The Song of Solomon is one of several books (Proverbs, Ecclesiastes, and the deuterocanonical Wisdom being the others) to be attributed to Solomon because of the tradition that made him a proverbial figure of wisdom. Its traditional title, Song of Songs,1 indicates (according to Hebrew idiom) it is the best of all songs. Sadly, no readings from it occur in the shared lectionary tradition on a Sunday.2 One short passage is used as the first reading for the feast of St Mary Magdalene.
I once gave a talk – with selected readings – on books of the bible we hardly ever read in church. This was one of my selections, and I read a couple of the passages where the lovers in the song describe each other. Afterwards, an older and more senior priest took me to one side, and said: “I’m not sure you should really read those passages in church.” To which I protested mildly, “But that was rather the point of it.” He replied, “well, you didn’t have to sound as though you were enjoying it.”

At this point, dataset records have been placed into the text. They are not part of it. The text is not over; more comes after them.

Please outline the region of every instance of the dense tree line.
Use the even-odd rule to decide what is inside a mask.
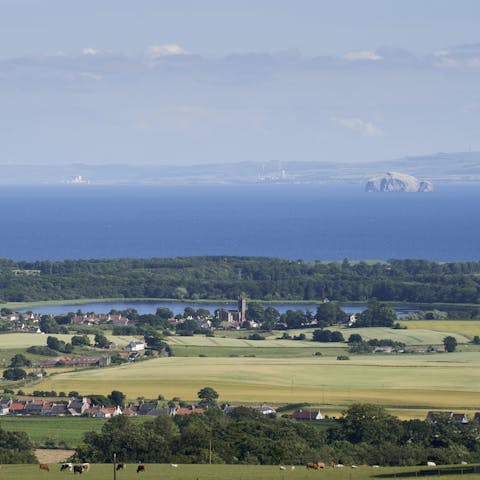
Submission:
[[[205,415],[144,423],[115,417],[100,433],[87,433],[77,455],[89,462],[111,462],[115,452],[125,462],[208,463],[211,455],[213,463],[441,464],[478,462],[479,435],[478,422],[461,425],[441,415],[435,423],[401,421],[375,405],[352,405],[327,430],[245,407],[231,416],[212,407]]]
[[[0,463],[37,463],[33,444],[25,432],[0,428]]]
[[[22,272],[33,271],[33,274]],[[73,298],[477,303],[480,262],[303,262],[262,257],[14,262],[0,259],[0,300]],[[327,314],[331,312],[326,312]],[[52,332],[53,333],[53,332]]]

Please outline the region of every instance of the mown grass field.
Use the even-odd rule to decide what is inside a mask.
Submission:
[[[99,432],[105,421],[84,417],[1,417],[0,427],[26,432],[35,446],[51,441],[56,447],[75,448],[85,432]]]
[[[164,464],[147,464],[144,473],[136,473],[136,465],[127,465],[125,471],[117,473],[118,480],[129,479],[159,479],[162,480],[313,480],[321,477],[325,480],[368,480],[380,478],[416,478],[425,480],[438,479],[439,476],[451,480],[473,480],[478,474],[464,473],[478,470],[478,466],[444,466],[427,469],[426,467],[385,467],[372,468],[360,467],[356,469],[343,468],[325,471],[306,470],[303,466],[297,466],[294,470],[286,467],[280,470],[276,466],[259,465],[178,465],[173,468]],[[430,474],[425,474],[429,472]],[[1,476],[9,480],[37,480],[48,477],[49,479],[61,479],[71,476],[71,473],[60,472],[60,466],[50,465],[50,472],[40,471],[38,465],[2,465]],[[113,478],[113,465],[93,464],[90,471],[84,473],[90,480],[104,480]]]
[[[309,358],[158,358],[136,364],[47,377],[36,389],[109,394],[128,398],[180,397],[195,400],[204,386],[221,401],[243,403],[310,402],[338,411],[354,402],[426,412],[432,408],[478,409],[480,355]],[[28,392],[28,389],[25,389]]]
[[[0,335],[0,351],[12,349],[25,349],[31,346],[44,347],[47,345],[47,338],[49,335],[41,333],[4,333]],[[73,335],[65,335],[61,333],[51,334],[51,336],[58,338],[64,342],[70,342]],[[89,335],[91,342],[95,335]],[[129,343],[134,337],[117,336],[106,334],[106,337],[115,342],[118,346],[124,346]]]
[[[400,324],[408,330],[425,329],[448,335],[461,334],[468,340],[480,335],[480,320],[404,320]]]

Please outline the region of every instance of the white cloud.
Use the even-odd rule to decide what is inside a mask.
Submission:
[[[80,77],[85,78],[87,80],[102,80],[102,75],[97,75],[96,73],[92,72],[80,72]]]
[[[165,45],[151,45],[147,48],[147,54],[151,57],[171,57],[175,55],[189,55],[180,45],[168,43]]]
[[[382,57],[378,55],[375,52],[371,52],[369,50],[361,50],[358,52],[348,52],[346,53],[343,58],[345,60],[348,60],[350,62],[356,62],[359,60],[370,60],[370,61],[376,61],[376,60],[381,60]]]
[[[94,48],[86,47],[82,50],[82,55],[87,55],[87,56],[94,56],[98,55],[100,53],[99,50],[95,50]]]
[[[382,129],[373,122],[362,120],[360,118],[340,118],[337,120],[339,125],[360,133],[363,137],[379,137],[383,134]]]

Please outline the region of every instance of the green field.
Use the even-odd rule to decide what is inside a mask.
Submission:
[[[426,472],[430,475],[426,475]],[[352,468],[328,468],[325,471],[306,470],[303,466],[297,466],[291,470],[287,466],[280,470],[279,466],[258,465],[178,465],[173,468],[165,464],[147,464],[146,471],[136,473],[136,464],[127,465],[125,471],[117,472],[118,480],[129,479],[159,479],[162,480],[309,480],[321,477],[326,480],[367,480],[375,478],[416,478],[421,476],[425,480],[438,479],[439,476],[451,480],[473,480],[478,474],[470,473],[479,471],[478,466],[454,465],[443,467],[359,467]],[[467,473],[468,472],[468,473]],[[61,479],[71,476],[71,473],[60,472],[60,466],[51,464],[50,472],[40,471],[38,465],[2,465],[1,476],[9,480],[37,480],[41,477]],[[90,471],[85,473],[91,480],[114,478],[113,465],[91,465]]]
[[[480,355],[475,352],[433,355],[309,358],[158,358],[138,364],[77,371],[47,377],[36,389],[77,390],[128,398],[178,396],[195,400],[204,386],[221,401],[244,403],[310,402],[338,411],[354,402],[426,411],[475,409],[480,394]]]
[[[98,432],[105,420],[84,417],[1,417],[0,427],[26,432],[35,446],[54,442],[55,447],[75,448],[89,431]],[[53,446],[53,445],[51,445]]]
[[[447,335],[461,334],[469,341],[475,335],[480,335],[480,320],[405,320],[400,324],[409,330],[425,329]]]
[[[51,335],[64,342],[70,342],[73,336],[61,333],[55,333]],[[4,333],[0,335],[0,350],[25,349],[31,346],[43,347],[47,345],[48,336],[49,335],[41,333]],[[89,335],[92,343],[94,336],[95,335]],[[106,337],[112,342],[115,342],[119,347],[127,345],[127,343],[134,339],[134,337],[130,336],[117,336],[108,334]]]

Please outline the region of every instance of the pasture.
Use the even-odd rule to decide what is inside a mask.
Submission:
[[[469,341],[475,335],[480,335],[480,320],[402,320],[400,325],[406,326],[408,330],[425,329],[445,335],[461,334]]]
[[[167,341],[176,357],[199,355],[208,357],[309,357],[315,355],[316,352],[321,352],[322,355],[337,356],[345,354],[347,350],[347,345],[343,343],[320,344],[309,341],[279,340],[275,335],[270,335],[265,340],[194,335],[192,337],[168,337]]]
[[[52,333],[53,337],[58,338],[64,342],[70,342],[72,335]],[[31,346],[45,347],[47,345],[47,338],[49,335],[42,333],[2,333],[0,335],[0,350],[19,350],[26,349]],[[89,335],[91,342],[93,343],[95,335]],[[135,337],[130,336],[114,336],[106,334],[106,337],[115,342],[119,347],[127,345],[131,340],[136,340]]]
[[[85,432],[99,432],[105,420],[80,417],[2,417],[0,427],[7,431],[22,431],[35,446],[75,448]]]
[[[478,409],[480,356],[475,352],[433,355],[309,358],[158,358],[113,368],[47,377],[36,389],[196,400],[204,386],[232,403],[309,402],[337,411],[354,402],[386,408]]]
[[[478,474],[478,466],[443,466],[443,467],[359,467],[327,468],[324,471],[306,470],[305,467],[290,466],[281,470],[278,465],[178,465],[174,468],[164,464],[147,464],[145,472],[136,473],[136,464],[127,465],[126,470],[117,472],[118,480],[130,479],[158,479],[162,480],[369,480],[380,478],[416,478],[425,480],[438,479],[439,475],[447,476],[451,480],[473,480]],[[64,479],[73,476],[71,472],[60,472],[59,464],[50,464],[50,471],[39,470],[38,465],[2,465],[1,475],[9,480],[51,480]],[[468,473],[467,473],[468,472]],[[93,464],[90,471],[81,478],[90,480],[104,480],[113,477],[113,465]]]

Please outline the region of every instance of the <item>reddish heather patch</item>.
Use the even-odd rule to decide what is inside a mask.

It is erotic poetry, with, most likely a pair of teen lovers at the heart of it. Most hearers and readers may well come across it at a wedding:
Set me as a seal upon your heart,Song of Songs 8:6-7 NRSV
as a seal upon your arm;
for love is strong as death,
passion fierce as the grave.
Its flashes are flashes of fire,
a raging flame.
Many waters cannot quench love,
neither can floods drown it.
If one offered for love
all the wealth of his house,
it would be utterly scorned.
That reflects the way in which most modern Christians primarily draw on its literal sense. It is a set of poems, collected and edited together, presented as a dramatic dialogue between two lovers, with a chorus adding comment. The images are not always those we would think either complimentary or erotic in contemporary culture. I took the comparison of the woman’s breasts to twin gazelles from Song 4:5 for my title. Other images are just as strange to us, such as her teeth being like a flock of ewes (6:6).

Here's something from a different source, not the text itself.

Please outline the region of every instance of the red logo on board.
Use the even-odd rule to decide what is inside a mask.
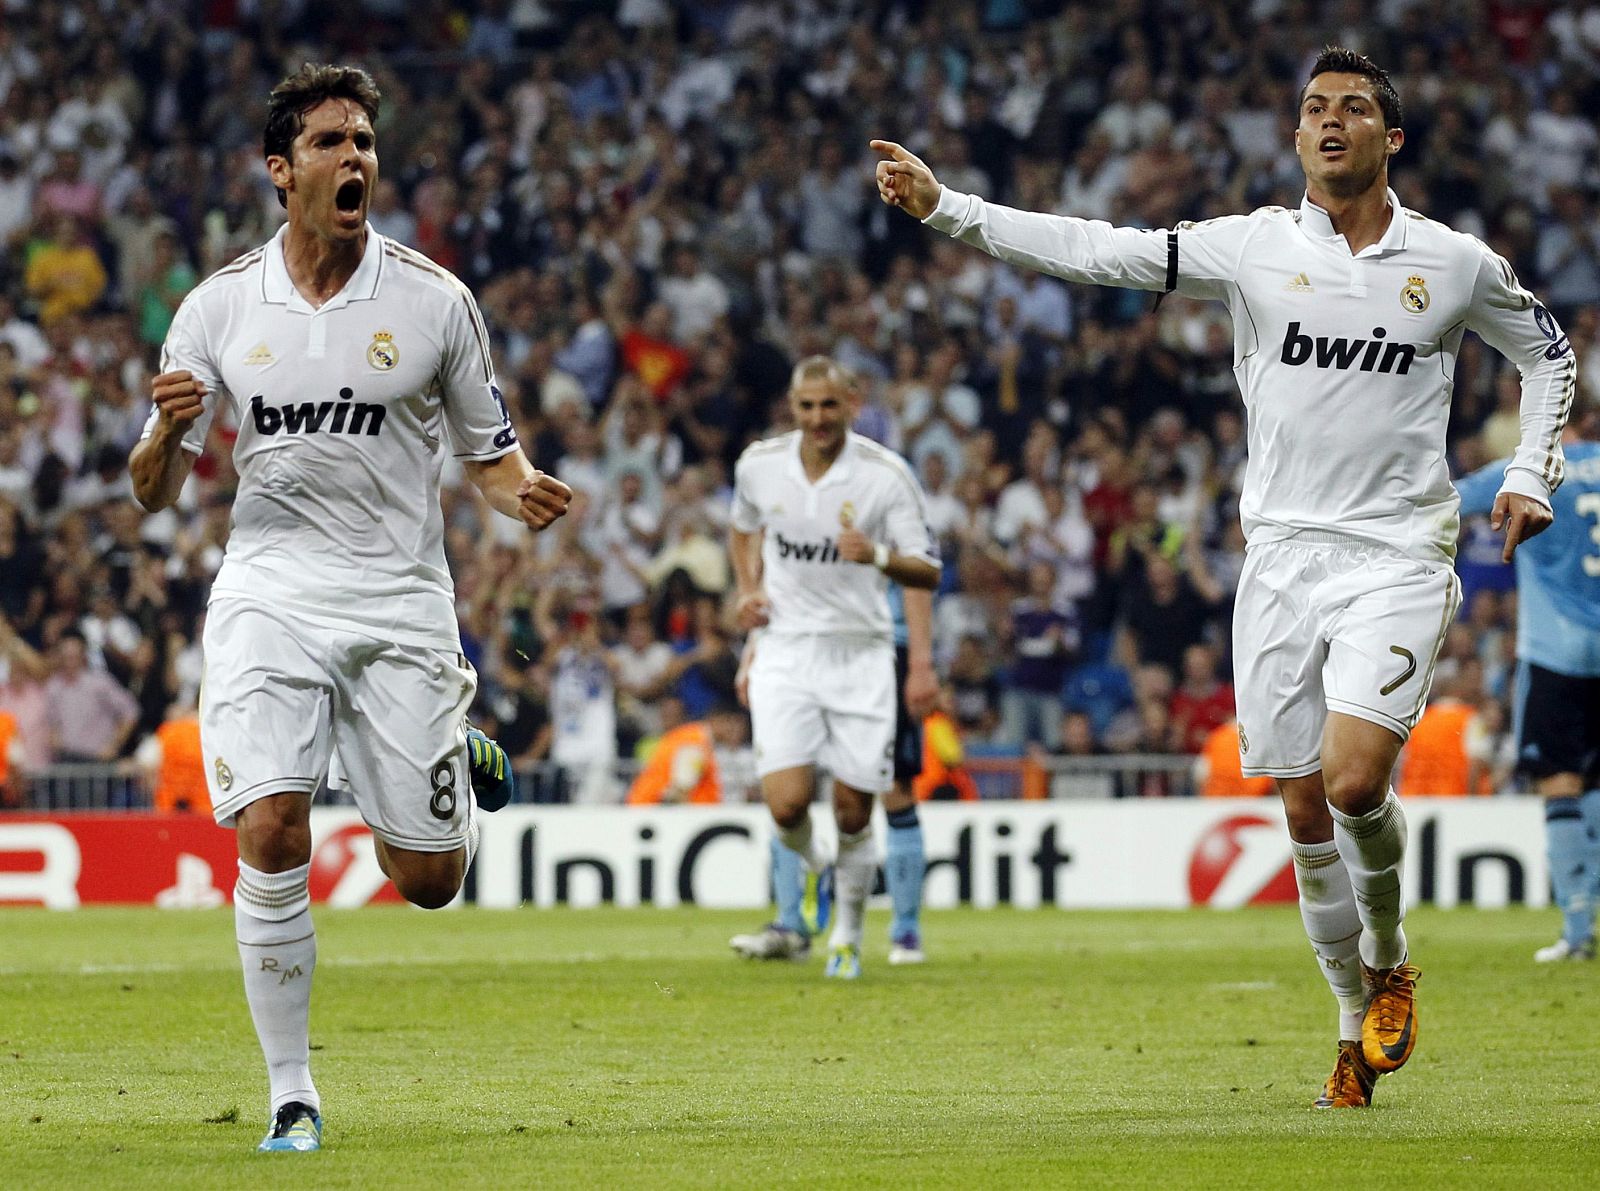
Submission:
[[[1283,825],[1260,815],[1213,824],[1189,857],[1189,900],[1197,906],[1260,906],[1300,900]]]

There is no doubt that what we are reading is love poetry. However, we lack the cultural reference points to know how racy its apparent eroticism actually was. However, its inclusion in scripture, when read, as we often do today, in its literal sense, reminds us that the poetic celebration of physical love has its proper place in Christian spirituality.
There is, though, a traditional way of reading it which focusses not on the literal meaning, but on the spiritual. It was read as an allegory by Jews and Christians, of God with his people by the former, of Christ and his church by the latter. It has been favoured by mystics down the centuries as an allegory of God or Christ and the individual soul. They have been and are encouraged by it to seek a particular intensity in their relationship with God, one for which the language of erotic intimacy is an appropriate metaphor.
Today we need to honour both ways of reading, and neither let the spiritual sense drive out the literal one, nor vice versa.
- The book is known as the Song of Songs, the Song of Solomon, and, because of its title in the Latin Bible, as Canticles, or Canticle of Canticles. It is usually abbreviated either Song or Cant.
- The Revised Common Lectionary’s continuous track readings include the same passage – Song 2:8-13 – as a responsorial canticle for Proper 9, Year A, and as the first reading for Proper 17, Year B.